I am passionate about helping students build confidence and to be their own success stories. As a teacher
===============================
Prompt: The president of the United States is
Generated text: a member of which group?
A) The President's club
B) The Party of the President
C) The Media
D) The military
E) None of the above
To determine the correct answer, let's analyze each option in the context of who the president of the United States is:
A) The President's club: The President's club typically refers to the activities and activities of the President's staff. This is not the group that the president of the United States is a member of.
B) The Party of the President: The Party of the President is a political party that the President belongs to. This is
===============================
Prompt: The capital of France is
Generated text: _______.
A. Paris
B. Lyon
C. Nice
D. London
Answer:
A
Which of the following is not a tool of domestic banks?
A. Rural Bank
B. PBOC Bank
C. PBC Bank
D. Policy Bank
Answer:
C
The term of a trust business generally does not exceed ____ years.
A. 5
B. 10
C. 20
D. 30
Answer:
C
An artificial intelligence system is a computer that has learned from experience, and is not a person or a machine. It is a product
===============================
Prompt: The future of AI is
Generated text: bright, but the road ahead is fraught with challenges. One of the most pressing of these is ensuring that AI is used ethically and responsibly. In this article, we discuss the most important steps to take when developing and using AI systems in an ethical manner.

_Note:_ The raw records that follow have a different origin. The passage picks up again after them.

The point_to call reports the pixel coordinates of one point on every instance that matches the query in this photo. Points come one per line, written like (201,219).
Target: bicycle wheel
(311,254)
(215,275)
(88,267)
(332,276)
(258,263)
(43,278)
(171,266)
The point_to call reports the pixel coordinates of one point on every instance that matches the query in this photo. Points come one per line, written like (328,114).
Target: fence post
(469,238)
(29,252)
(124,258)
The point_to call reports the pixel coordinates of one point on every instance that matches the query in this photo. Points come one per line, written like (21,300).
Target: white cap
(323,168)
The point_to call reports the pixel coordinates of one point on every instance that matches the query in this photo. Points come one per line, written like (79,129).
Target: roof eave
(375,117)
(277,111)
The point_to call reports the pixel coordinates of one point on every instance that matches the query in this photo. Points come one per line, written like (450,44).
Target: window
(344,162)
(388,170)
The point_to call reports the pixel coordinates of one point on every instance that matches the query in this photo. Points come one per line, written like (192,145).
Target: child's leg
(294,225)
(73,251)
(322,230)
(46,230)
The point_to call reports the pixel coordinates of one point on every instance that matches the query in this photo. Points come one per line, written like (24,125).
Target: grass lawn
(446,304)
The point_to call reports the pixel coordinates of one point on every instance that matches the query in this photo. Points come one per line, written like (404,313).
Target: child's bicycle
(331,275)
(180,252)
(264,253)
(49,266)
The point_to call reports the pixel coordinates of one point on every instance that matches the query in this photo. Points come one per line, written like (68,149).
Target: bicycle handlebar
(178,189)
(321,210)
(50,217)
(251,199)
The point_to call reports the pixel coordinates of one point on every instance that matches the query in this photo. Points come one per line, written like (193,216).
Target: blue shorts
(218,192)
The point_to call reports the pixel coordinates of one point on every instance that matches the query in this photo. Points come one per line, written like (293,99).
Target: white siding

Developing and using AI systems ethically and responsibly is essential to ensure that they are used in a way that benefits society as a whole. AI systems can be used for a wide range of purposes, including data analysis, decision making, and more. However, if they are not developed and used ethically, they can have unintended consequences, such as the potential for discrimination, bias
Streaming Synchronous Generation#
[3]:
prompts = [
"Write a short, neutral self-introduction for a fictional character. Hello, my name is",
"Provide a concise factual statement about France’s capital city. The capital of France is",
"Explain possible future trends in artificial intelligence. The future of AI is",
]
sampling_params = {
"temperature": 0.2,
"top_p": 0.9,
}
print("\n=== Testing synchronous streaming generation with overlap removal ===\n")
for prompt in prompts:
print(f"Prompt: {prompt}")
merged_output = stream_and_merge(llm, prompt, sampling_params)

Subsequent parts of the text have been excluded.